Vintage gear sounds the way it does because it’s likely past its time and for the most part, the mojo we love is due to degraded parts. When the first LA-2A compressors, or the Rev A 1176’s were made, they weren’t intended to be used for 60 years day in day out without being replaced. 

 

 

Now, I’m not saying I don’t like vintage gear - in fact I like using their software recreations all the time. But if I was going to invest in hardware, or have the real thing in my studio, I would much rather have a modern take on that vintage gear, with all the benefits of modern technology and brand new components, than be extorted out of thousands of pounds due to the age of a piece of hardware.

 

Guitar Amplifier Plugins Will Never Sound As Good As the Real Thing

The jury is definitely split down the middle on this one. I agree that a lot of the recreations we have at the moment aren’t quite there yet; but they are very close. And to take that further, I don’t agree that the real thing won’t be or hasn’t been matched by software yet. 


I’ve worked for a few companies in my career, and in that time I’ve had the pleasure to work alongside some of the wonderful minds at Two notes Engineering, Positive Grid, and Neural DSP. Neural have definitely cracked the code, and even in my short stint there, it was obvious that they were onto something extremely special.

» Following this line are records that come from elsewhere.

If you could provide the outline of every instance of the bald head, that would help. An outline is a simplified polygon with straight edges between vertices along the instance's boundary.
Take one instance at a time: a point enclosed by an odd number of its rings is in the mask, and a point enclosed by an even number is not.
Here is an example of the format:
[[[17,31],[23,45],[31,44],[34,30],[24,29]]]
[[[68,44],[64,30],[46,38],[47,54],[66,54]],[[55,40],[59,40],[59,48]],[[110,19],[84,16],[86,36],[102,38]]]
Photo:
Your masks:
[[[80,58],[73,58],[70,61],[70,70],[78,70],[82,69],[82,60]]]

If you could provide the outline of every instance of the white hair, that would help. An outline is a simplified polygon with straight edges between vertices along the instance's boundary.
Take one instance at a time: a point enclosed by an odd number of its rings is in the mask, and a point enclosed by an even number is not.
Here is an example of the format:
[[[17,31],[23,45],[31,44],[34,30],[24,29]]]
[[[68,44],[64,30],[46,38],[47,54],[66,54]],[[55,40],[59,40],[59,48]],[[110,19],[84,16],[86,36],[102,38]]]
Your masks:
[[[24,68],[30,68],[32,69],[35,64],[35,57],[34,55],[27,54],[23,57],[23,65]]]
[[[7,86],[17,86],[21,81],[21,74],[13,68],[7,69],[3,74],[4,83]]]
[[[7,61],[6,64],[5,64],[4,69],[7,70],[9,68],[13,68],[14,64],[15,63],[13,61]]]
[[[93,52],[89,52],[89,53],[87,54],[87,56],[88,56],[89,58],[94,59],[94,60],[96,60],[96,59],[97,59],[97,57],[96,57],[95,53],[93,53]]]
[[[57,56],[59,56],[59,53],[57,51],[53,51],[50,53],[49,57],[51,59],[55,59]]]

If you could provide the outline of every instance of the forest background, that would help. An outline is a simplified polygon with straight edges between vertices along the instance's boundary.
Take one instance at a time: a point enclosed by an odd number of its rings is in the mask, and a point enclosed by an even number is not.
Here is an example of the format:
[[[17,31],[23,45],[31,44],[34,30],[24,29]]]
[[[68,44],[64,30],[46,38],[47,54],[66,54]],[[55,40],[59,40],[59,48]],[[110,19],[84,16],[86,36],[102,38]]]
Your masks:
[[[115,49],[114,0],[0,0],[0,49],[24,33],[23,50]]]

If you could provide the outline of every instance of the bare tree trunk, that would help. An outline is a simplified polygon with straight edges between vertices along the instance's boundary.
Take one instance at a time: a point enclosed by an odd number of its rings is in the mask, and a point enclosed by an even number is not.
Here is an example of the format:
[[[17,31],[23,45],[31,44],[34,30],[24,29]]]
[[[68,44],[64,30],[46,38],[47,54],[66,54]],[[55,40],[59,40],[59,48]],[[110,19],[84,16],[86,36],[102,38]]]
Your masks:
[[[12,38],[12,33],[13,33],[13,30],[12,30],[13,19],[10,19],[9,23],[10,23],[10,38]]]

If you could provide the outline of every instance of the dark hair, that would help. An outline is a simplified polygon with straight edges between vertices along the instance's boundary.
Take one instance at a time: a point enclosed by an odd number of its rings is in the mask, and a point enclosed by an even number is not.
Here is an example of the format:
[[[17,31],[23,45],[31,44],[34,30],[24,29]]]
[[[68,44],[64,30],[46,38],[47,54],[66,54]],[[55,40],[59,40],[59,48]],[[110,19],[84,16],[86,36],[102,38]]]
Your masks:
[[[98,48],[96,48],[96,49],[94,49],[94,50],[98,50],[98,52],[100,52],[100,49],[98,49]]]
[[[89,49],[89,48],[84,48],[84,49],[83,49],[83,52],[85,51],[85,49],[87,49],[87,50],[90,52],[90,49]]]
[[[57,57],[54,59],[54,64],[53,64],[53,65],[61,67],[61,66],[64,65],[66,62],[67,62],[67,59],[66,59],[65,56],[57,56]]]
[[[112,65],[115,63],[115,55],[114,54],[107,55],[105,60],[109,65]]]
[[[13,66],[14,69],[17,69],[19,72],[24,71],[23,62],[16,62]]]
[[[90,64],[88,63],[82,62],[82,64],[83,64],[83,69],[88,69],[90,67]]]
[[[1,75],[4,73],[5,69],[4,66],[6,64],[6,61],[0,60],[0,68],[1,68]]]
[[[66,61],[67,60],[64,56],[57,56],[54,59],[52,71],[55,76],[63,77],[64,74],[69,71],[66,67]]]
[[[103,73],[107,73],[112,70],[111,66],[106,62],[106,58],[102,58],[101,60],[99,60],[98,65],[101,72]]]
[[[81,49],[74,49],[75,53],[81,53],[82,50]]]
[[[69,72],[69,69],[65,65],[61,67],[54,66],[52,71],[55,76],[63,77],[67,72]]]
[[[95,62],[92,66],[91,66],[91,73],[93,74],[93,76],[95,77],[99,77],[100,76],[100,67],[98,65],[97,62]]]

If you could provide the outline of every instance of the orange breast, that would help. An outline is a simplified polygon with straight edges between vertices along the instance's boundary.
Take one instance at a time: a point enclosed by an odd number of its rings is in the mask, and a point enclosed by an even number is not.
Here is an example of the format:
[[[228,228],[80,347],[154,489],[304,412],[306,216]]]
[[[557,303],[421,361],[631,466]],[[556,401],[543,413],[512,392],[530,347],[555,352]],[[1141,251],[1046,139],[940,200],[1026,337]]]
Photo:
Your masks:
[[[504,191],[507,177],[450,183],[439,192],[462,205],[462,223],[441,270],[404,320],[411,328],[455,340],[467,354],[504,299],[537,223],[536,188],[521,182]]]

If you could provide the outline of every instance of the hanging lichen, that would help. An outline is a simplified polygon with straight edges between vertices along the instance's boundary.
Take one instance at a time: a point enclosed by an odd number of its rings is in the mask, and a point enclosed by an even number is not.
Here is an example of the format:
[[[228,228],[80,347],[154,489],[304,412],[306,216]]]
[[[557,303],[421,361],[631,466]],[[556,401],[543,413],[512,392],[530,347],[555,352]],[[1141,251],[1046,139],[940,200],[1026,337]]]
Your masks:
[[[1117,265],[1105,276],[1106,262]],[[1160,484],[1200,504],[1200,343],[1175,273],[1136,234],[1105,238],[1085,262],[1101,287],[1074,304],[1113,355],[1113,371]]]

The amp software they’ve been churning out year after year has been the closest thing I’ve personally come across that you could consider to be as good as the real thing, and I’d be confident in saying that the majority of you that are familiar with Neural DSP would agree with that too. 


If you haven’t tried out any of their software, I recommend you grab a trial of their Archetype Nolly plugin and have your mind blown!